This dependence on his family and seeming helplessness were in marked contrast to the impression he tried to create with me. With me he stressed his daring, his cleverness, and skills especially in negotiating business deals. Even as a child, he said, he was called “magulang” (clever, in a sneaky way) by his siblings. He would get papers at home and sell them in school. He would keep his ration of candy until everyone had eaten his; then he made all of them look on enviously while he ate his share.
His father, he said, was cruel to him for no reason other than that the oldest son happened to be his favorite. The patient, being the second, was close to this brother who was always good- natured and helpful. “My father was hateful. I don’t remember one affectionate gesture from him.
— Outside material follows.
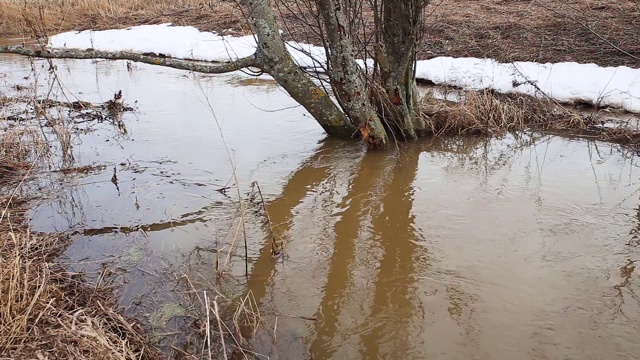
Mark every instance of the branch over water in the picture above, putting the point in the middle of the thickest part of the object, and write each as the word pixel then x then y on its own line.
pixel 146 58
He built a great business empire, but at home he was vain, insulted my mother, and had queridas.” Mother was somewhat better but she was too preoccupied with religion that not even the two younger children, both girls, were close to her.
The patient went to a Jesuit school for a course in commerce, which he regretted, he said, because the priests did not prepare him for this dog-eat-dog kind of world. He feels now that many of their teachings are incompatible in a competitive world. Right after graduation, he eloped and married his 16-year-old sweetheart. His father refused to forgive him and barred him from the house. During that time, the patient said he found out he could make money on his own and although he rode “carretelas,” sold empty bottles, and lived on “tuyo” (dried fish) he felt a fierce pride in refusing help from his mother and older brother. The only time he was allowed to return to his home was two years later when his father, who was dying, expressed a wish to see the patient’s son.
Refusing to use his inherited money for capital, he ventured out on his own. At 28 years of age the patient made and lost a fortune. For a year after that, he did nothing but lay idle, goes for long drives in the countryside, bum around with friends and women. His family, however, was comfortable from the money his father had left behind.
At 32, he made a quick killing at the stock exchange, but soon lost nearly all of it in oil prospecting which did not materialize. Four years later, through ingenuity and fortuitous political connections, he was again at the top of the heap, only to risk his position through neglect and carelessness. He saved himself from total financial loss by selling part of his ownership and yielding his top position to someone else. At this time, he had become greatly enamored with a married woman and spent most of his time with her.
At present, he is again secure financially but is involved in an ambitious expansion of his business. There is an ever-present feat that he may wake up one day and find himself, his wife, and nine children in a financial hole. He is afraid he may get a heart attack before all his plans are realized. He would like to leave them a sizeable fortune, so that they will never ever be in want.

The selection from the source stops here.